A (somewhat) common problem in geometry and optimization deals with how to most efficiently pack $n$ rigid disks inside a given container of some fixed size and shape (e.g. a circular container, a rectangular container, etc). I'm curious whether any work has been done on the question of circle packing in a container with an elastic boundary, the shape of which is allowed to vary.
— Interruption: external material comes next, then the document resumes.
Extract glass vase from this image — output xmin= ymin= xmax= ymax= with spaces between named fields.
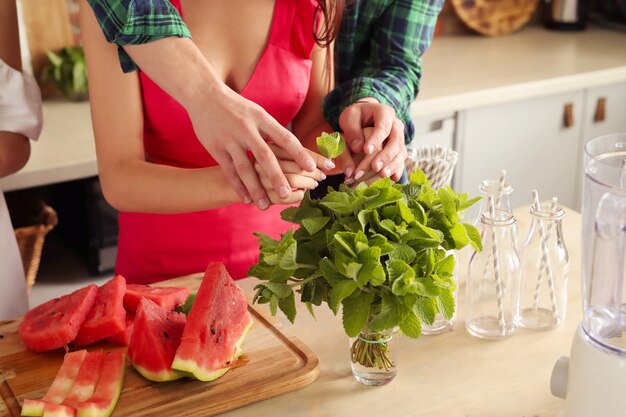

It seems to me that, if we allow a collection of circles to be enclosed in an elastic container, the most efficient packing should be the packing that minimized the stretching of the elastic - i.e. its perimeter. The question, then, can be stated:
Given a collection of $n$ unit disks, find a placement of the disks and a closed piecewise smooth curve such that
- None of the disks overlap
- Every disk is enclosed by the curve
- The length of the curve is minimized
Obviously, this is a very difficult problem, so I don't expect any solutions below. However, I'd be grateful for any references on existing work on this question (if any exist).
My advice would be to start with a class of bounding curves, the curves of constant width (CCW). Read : https://en.wikipedia.org/wiki/Curve_of_constant_width.
From Barbier's theorem, perimeter is $(\pi d)$ for all curves in the family with diameter $d$. Try to solve the simpler problem to pack $n$ disks inside such a curve, for example the Reuleaux triangle or the Stanley Rabinowitz's curve (end of wikipedia paper). Then try the the star construction of CCW. Inversive geometry could be your friend.